The news: Surgeons have successfully attached a pig’s kidney to a human patient and watched it start to work, the AP reported today. The pig had been genetically engineered so that its organ was less likely to be rejected. The feat is a potentially huge milestone in the quest to one day use animal organs for human transplants, which would shorten waiting lists.
How it worked: The surgical team, from NYU Langone Health, attached the pig kidney to blood vessels outside the body of a brain-dead woman and observed it for two days. The family agreed to the experiment before the woman was to be taken off life support, the AP reported. The kidney functioned normally—filtering waste and producing urine—and didn’t show signs of rejection during the short observation period.
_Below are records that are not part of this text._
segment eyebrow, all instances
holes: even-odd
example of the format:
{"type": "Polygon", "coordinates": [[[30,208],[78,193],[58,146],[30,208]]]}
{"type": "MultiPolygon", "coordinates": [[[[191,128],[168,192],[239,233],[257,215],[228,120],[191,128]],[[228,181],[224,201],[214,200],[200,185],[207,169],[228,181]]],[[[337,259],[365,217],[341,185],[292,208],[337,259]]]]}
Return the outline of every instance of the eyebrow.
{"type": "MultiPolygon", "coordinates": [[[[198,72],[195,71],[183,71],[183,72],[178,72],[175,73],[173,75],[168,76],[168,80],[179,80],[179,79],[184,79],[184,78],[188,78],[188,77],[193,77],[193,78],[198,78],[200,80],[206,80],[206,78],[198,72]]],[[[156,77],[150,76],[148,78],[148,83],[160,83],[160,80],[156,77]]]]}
The reception: The research was conducted last month and is yet to be peer reviewed or published in a journal, but external experts say it represents a major advance. “There is no doubt that this is a highly significant breakthrough,” says Darren K. Griffin, a professor of genetics at the University of Kent, UK. “The research team were cautious, using a patient who had suffered brain death, attaching the kidney to the outside of the body, and closely monitoring for only a limited amount of time. There is thus a long way to go and much to discover,” he added.
“This is a huge breakthrough. It’s a big, big deal,” Dorry Segev, a professor of transplant surgery at Johns Hopkins School of Medicine who was not involved in the research, told the New York Times. However, he added, “we need to know more about the longevity of the organ.”
The background: In recent years, research has increasingly zeroed in on pigs as the most promising avenue to help address the shortage of organs for transplant, but it has faced a number of obstacles, most prominently the fact that a sugar in pig cells triggers an aggressive rejection response in humans.
The researchers got around this by genetically altering the donor pig to knock out the gene encoding the sugar molecule that causes the rejection response. The pig was genetically engineered by Revivicor, one of several biotech companies working to develop pig organs to transplant into humans.
The big prize: There is a dire need for more kidneys. More than 100,000 people in the US are currently waiting for a kidney transplant, and 13 die of them every day, according to the National Kidney Foundation. Genetically engineered pigs could offer a crucial lifeline for these people, if the approach tested at NYU Langone can work for much longer periods.